I'm doing some things to get it out. Writing in a journal, some photography, beer writing/reading, that sort of stuff.
Just fighting to not go in to "Turtle mode". Posting on here and on facebook has been okay, but e-mails to people have become difficult. A lot of looking at the reply screen and giving up.
Oct 19th 2012
I've never been to a therapist, but my psychiatrist is pretty much insisting that I go. My joke is, I take the pills so I won't have do deal with the feelings, but she's definitely right. There's a lot of trust issues I have, not to mention the whole macho "if you talk about your emotions you will literally die" thing, but I'm working up to it.
Oct 20th 2012
Not a whole lot new to report but I've had quite a bit of wine tonight, for the first time in a while, and all by myself. So it's really just letting nature take it's course...
scrapes and bruises
hitting a very achey point between lots to do, lots getting around that needs to happen and gas prices are spiking and I have to buy my own food on the road and no money till pay day, which is still over three weeks away. It could be much worse. My mom is helping me out. But it's a short loan and it's coming out of that payday. *siigh* If I were doing this for a full time gig it would be ok because there would be a chance of catching up eventually. But this is theatre gig, so when it's done it's done. And I kind of wish it were done. This play just ain't my thing and I'm really tired of the miscommunication going on at company, no one tells me jack or I get the wrong info and pass it along. No one blames but I feel like crap.

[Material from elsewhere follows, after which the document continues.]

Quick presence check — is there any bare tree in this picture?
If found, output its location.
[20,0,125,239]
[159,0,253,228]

But I press on. I have to pay these bills. The truck needs some maintenance pretty bad. I have GOT to get on top of my auditioning. It's the only thing that will get me out of fretting that I'm just stuck and sinking. It won't help directly. But it's something that shows I'm alive and doing something for myself.
light in the window
for now mom & dad aren't fighting, though there's still the occasional figurative hiss. Blah. children. But at least there is some semblance of peace. Friends are good people. Thank sweet Jesus. I have some good ones.

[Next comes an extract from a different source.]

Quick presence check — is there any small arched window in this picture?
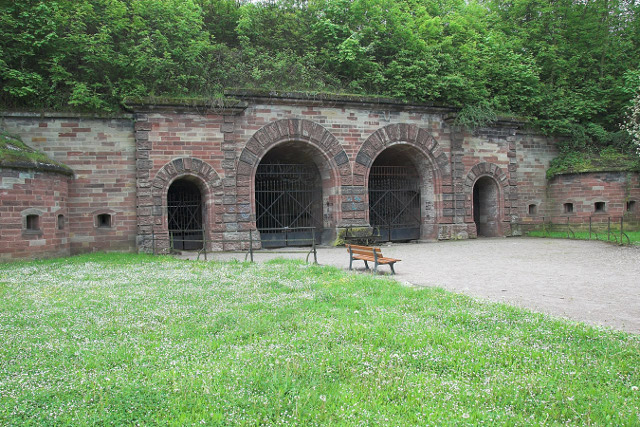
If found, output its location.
[96,214,113,228]
[25,214,40,231]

passed along my voice demo to another person to review. She wrote back saying the piece she liked best and thinks I should have rolling first is the same piece that makes me cringe and wonder why I ever included it on the demo. So. I have no idea what to do about that. Her 30+ years of pro acting work trump my dinky degree and fucking around in classes like whoa, but I can't make myself like the things I don't like. Definitely won't work it out while Under the Influence.
@Faux I first read that and wanted to be the smartass bitch and say well just how macho is it to be afraid of a little literal death. But never mind. It's good to face your shit. That's grown up stuff - and most grown ups I know routinely fail at it. So rock that shit and know there's nothing really to be afraid of. The world won't hurt you for being honest. Any one who even tries is only betraying how small they are.